France | France, Cour de cassation, Chambre civile 3, 28 mars 2024, 32400185


LA COUR DE CASSATION, TROISIÈME CHAMBRE CIVILE, a rendu l'arrêt suivant :


CIV. 3


JL




COUR DE CASSATION
______________________




Audience publique du 28 mars 2024








Cassation partielle




Mme TEILLER, président






Arrêt n° 185 F-D


Pourvoi n° B 22-21.640








R É P U B L I Q U E F R A N Ç A I S E


_________________________


AU NOM DU PEUPLE FRANÇAIS
_________________________





ARRÊT DE LA COUR DE CASSATION, TROISIÈME CHAMBRE CIVILE, DU 28 MARS 2024


1°/ M. [O] [V],


2°/ Mme [G] [V],


tous deux domiciliés [Adresse 2] (Royaume-Uni),


ont formé le pourvoi n° B 22-21.640 contre l'arrêt rendu l...
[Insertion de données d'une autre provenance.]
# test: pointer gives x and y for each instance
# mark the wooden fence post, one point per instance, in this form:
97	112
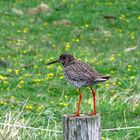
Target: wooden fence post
81	128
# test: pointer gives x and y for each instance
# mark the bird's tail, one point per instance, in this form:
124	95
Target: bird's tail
102	78
106	77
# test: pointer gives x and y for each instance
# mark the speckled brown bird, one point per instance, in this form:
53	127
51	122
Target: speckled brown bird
80	75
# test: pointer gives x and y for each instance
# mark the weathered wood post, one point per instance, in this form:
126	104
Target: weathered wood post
81	128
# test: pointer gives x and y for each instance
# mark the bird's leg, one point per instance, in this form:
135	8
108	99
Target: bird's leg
94	101
79	104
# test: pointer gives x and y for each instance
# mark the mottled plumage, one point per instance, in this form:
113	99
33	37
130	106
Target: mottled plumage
80	74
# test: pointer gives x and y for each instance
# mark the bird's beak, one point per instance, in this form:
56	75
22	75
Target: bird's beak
53	62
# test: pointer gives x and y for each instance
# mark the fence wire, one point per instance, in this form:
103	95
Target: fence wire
57	131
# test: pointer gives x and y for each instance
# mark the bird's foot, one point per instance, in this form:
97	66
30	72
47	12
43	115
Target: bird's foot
92	113
75	115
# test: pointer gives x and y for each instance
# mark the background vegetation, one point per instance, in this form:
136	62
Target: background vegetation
103	33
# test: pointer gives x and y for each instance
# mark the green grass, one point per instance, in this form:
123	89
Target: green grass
28	42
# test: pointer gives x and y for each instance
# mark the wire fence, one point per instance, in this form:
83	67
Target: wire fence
57	131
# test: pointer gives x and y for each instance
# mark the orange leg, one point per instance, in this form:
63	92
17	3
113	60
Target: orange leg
94	101
79	104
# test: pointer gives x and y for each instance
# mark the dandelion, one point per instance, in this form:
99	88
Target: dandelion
107	85
25	30
132	77
61	77
66	96
3	103
132	35
29	107
119	30
6	82
67	46
119	83
26	75
138	17
50	75
122	17
86	25
16	72
65	104
10	70
75	40
112	58
3	78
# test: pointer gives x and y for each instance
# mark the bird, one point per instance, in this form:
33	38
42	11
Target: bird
80	75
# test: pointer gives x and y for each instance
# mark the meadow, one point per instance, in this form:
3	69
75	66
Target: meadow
102	33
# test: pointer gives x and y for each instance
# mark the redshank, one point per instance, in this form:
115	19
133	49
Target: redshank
80	75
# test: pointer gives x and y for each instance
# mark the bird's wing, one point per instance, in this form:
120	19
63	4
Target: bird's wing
80	71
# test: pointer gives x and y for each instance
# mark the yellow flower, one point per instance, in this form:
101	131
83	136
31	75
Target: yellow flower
132	77
9	70
3	103
65	104
132	35
86	25
16	72
6	82
112	58
61	77
118	30
50	75
21	82
26	75
119	83
29	107
67	46
107	85
25	30
3	78
138	17
129	66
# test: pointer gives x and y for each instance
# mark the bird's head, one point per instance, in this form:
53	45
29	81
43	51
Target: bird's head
64	59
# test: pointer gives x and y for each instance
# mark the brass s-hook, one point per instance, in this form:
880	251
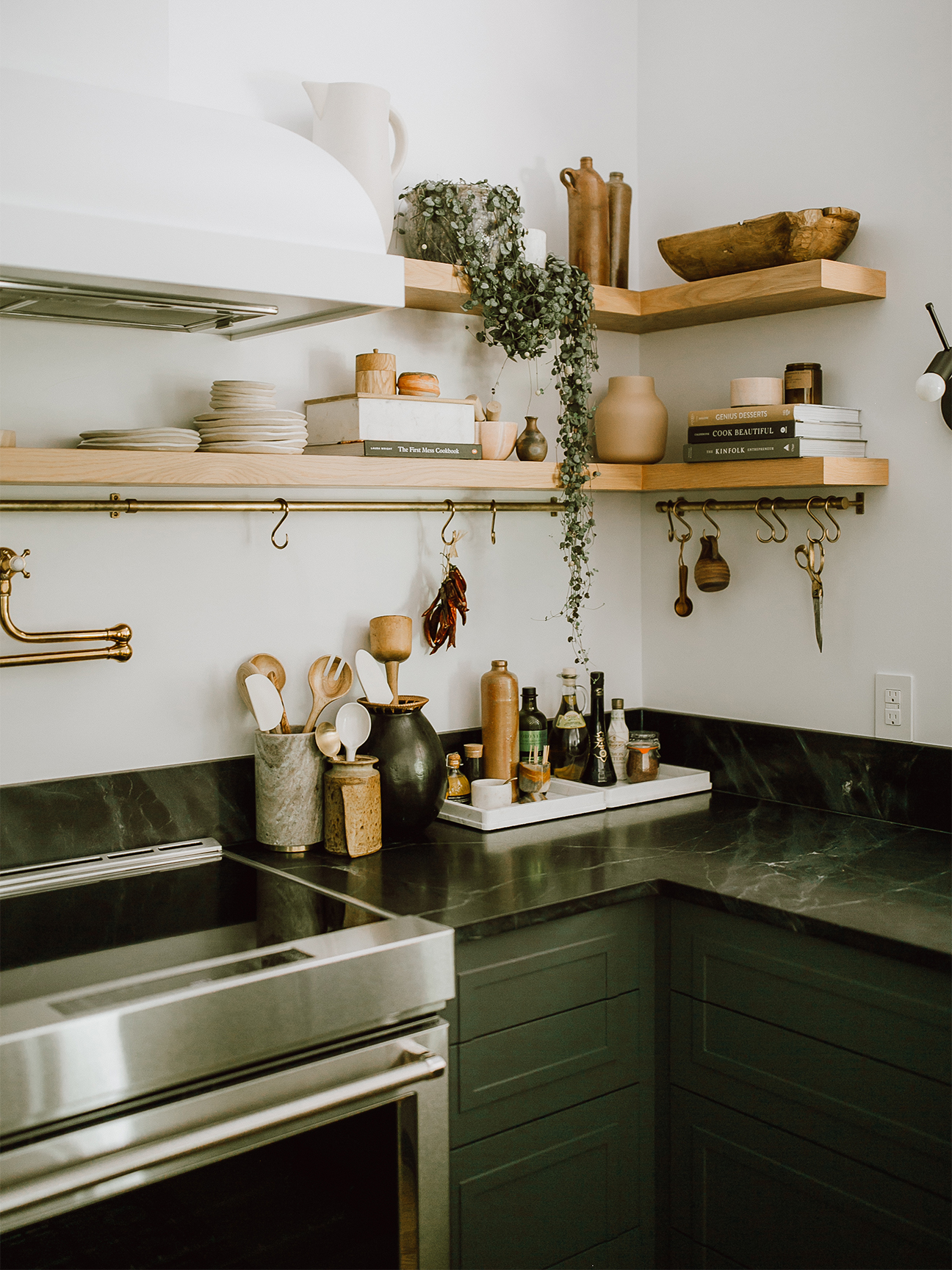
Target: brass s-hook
286	509
447	541
704	512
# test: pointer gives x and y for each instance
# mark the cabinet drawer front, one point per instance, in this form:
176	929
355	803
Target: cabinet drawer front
765	1198
549	1191
891	1011
882	1116
546	969
526	1072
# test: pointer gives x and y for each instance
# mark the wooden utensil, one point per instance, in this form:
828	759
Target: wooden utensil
328	682
272	670
392	643
266	701
683	606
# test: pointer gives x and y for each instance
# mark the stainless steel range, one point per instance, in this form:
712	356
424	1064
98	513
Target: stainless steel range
209	1063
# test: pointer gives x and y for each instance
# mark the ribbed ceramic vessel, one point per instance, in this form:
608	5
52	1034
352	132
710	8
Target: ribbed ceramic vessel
631	423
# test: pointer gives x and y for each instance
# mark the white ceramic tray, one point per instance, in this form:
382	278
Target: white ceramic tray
573	798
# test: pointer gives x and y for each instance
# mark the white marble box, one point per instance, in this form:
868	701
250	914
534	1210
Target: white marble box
366	417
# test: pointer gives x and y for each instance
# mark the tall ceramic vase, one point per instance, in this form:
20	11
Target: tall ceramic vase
631	425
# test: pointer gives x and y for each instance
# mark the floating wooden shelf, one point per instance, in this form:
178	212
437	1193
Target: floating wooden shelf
116	469
812	284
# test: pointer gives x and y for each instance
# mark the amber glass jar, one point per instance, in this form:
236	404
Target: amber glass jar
802	384
643	753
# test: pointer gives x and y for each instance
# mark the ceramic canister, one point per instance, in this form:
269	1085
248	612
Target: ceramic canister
289	792
631	423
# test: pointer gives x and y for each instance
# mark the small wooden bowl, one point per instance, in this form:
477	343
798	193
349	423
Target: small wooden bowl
763	243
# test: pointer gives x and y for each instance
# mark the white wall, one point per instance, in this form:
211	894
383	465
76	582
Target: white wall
508	96
744	108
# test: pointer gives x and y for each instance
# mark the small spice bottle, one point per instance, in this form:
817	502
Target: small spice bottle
643	753
458	788
472	762
802	384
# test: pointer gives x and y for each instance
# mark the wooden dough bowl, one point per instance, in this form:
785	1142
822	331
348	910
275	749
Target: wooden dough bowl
781	238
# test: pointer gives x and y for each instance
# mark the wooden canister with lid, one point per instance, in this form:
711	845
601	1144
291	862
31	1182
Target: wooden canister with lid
499	699
376	373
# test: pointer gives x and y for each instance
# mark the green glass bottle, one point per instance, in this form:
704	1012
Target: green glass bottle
533	729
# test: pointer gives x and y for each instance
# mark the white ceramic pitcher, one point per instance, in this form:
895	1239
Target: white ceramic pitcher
350	123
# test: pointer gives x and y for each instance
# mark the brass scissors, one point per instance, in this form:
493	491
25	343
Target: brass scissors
810	551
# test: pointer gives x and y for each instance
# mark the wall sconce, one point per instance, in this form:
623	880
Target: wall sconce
934	381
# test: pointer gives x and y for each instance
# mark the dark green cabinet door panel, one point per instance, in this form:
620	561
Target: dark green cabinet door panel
540	1194
687	1255
546	969
895	1013
767	1199
524	1072
626	1252
882	1116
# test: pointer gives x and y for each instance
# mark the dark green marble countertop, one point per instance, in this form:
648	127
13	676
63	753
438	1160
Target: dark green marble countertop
868	883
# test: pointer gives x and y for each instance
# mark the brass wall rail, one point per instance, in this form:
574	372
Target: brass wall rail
120	650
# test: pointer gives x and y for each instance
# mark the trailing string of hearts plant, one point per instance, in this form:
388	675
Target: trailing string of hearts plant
526	308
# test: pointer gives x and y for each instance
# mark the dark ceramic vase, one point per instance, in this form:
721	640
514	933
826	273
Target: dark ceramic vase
532	446
413	769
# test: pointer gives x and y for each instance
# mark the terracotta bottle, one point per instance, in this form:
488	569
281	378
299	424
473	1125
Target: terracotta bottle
619	229
588	220
631	423
499	696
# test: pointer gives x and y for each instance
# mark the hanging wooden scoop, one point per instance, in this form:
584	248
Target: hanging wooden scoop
683	607
392	643
711	572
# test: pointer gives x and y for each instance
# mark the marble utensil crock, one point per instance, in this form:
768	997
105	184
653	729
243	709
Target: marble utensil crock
289	790
631	423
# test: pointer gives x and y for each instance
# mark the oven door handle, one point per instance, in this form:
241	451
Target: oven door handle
19	1195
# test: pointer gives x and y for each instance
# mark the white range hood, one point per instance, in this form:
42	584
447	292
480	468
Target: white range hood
115	192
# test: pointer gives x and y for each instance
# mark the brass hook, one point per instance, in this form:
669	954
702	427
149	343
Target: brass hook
679	514
704	512
447	541
815	520
287	512
832	517
771	527
774	513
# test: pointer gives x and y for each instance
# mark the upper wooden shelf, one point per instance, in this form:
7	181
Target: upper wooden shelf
116	467
790	287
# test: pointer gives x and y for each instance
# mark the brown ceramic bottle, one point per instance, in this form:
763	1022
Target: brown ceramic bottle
499	696
619	229
588	220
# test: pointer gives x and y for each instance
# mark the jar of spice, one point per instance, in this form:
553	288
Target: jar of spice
802	384
643	752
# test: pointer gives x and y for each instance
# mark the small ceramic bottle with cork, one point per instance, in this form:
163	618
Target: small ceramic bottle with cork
499	699
619	737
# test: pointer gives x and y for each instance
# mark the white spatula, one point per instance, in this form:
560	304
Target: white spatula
372	678
266	701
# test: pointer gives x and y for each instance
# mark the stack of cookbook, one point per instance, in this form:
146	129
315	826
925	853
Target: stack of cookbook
774	432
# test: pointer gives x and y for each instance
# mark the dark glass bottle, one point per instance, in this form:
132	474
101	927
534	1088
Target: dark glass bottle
533	728
569	742
599	769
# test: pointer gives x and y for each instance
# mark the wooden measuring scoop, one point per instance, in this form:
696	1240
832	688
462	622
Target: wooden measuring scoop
392	643
711	572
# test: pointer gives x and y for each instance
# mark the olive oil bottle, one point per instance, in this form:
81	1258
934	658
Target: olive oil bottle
569	739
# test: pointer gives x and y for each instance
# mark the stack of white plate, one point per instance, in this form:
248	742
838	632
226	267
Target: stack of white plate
181	440
242	420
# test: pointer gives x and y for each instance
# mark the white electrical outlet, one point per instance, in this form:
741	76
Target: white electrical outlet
894	706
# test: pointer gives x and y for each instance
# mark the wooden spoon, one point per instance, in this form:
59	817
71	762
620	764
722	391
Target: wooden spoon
272	670
328	684
392	643
683	606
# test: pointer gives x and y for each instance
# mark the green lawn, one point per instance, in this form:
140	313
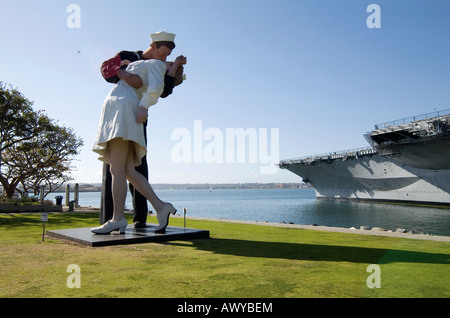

LA COUR DE CASSATION, TROISIÈME CHAMBRE CIVILE, a rendu l'arrêt suivant :

CIV. 3

JL

COUR DE CASSATION
______________________

Audience publique du 28 mars 2024

Cassation partielle

Mme TEILLER, président

Arrêt n° 185 F-D

Pourvoi n° B 22-21.640

R É P U B L I Q U E F R A N Ç A I S E

_________________________

AU NOM DU PEUPLE FRANÇAIS
_________________________

ARRÊT DE LA COUR DE CASSATION, TROISIÈME CHAMBRE CIVILE, DU 28 MARS 2024

1°/ M. [O] [V],

2°/ Mme [G] [V],

tous deux domiciliés [Adresse 2] (Royaume-Uni),

ont formé le pourvoi n° B 22-21.640 contre l'arrêt rendu le 30 août 2022 par la cour d'appel de Poitiers (2e chambre civile), dans le litige les opposant à la société Saint-Jean de Monts, société à responsabilité limitée, dont le siège est [Adresse 1], défenderesse à la cassation.

Les demandeurs invoquent, à l'appui de leur pourvoi, un moyen de cassation.

Le dossier a été communiqué au procureur général.

Sur le rapport de M. David, conseiller, les observations de la SCP Piwnica et Molinié, avocat de M. et Mme [V], de la SCP Waquet, Farge et Hazan, avocat de la société Saint-Jean de Monts, après débats en l'audience publique du 13 février 2024 où étaient présents Mme Teiller, président, M. David, conseiller rapporteur, M. Echappé, conseiller doyen, et Mme Ben Belkacem, greffier de chambre,

la troisième chambre civile de la Cour de cassation, composée des président et conseillers précités, après en avoir délibéré conformément à la loi, a rendu le présent arrêt.

Faits et procédure

1. Selon l'arrêt attaqué (Poitiers, 30 août 2022), le 9 septembre 2002, M. et Mme [V] (les bailleurs) ont donné à bail à une société, aux droits de laquelle est venue la société Saint-Jean-de-Monts (la locataire), une villa dans une résidence de tourisme exploitée par celle-ci.

2. Le bail commercial comprenait une clause de renonciation de la locataire à son droit au paiement d'une indemnité d'éviction.

3. Le 27 juin 2013, les bailleurs ont délivré à la locataire un congé avec refus de renouvellement, à effet au 31 décembre suivant, sans offre d'indemnité d'éviction.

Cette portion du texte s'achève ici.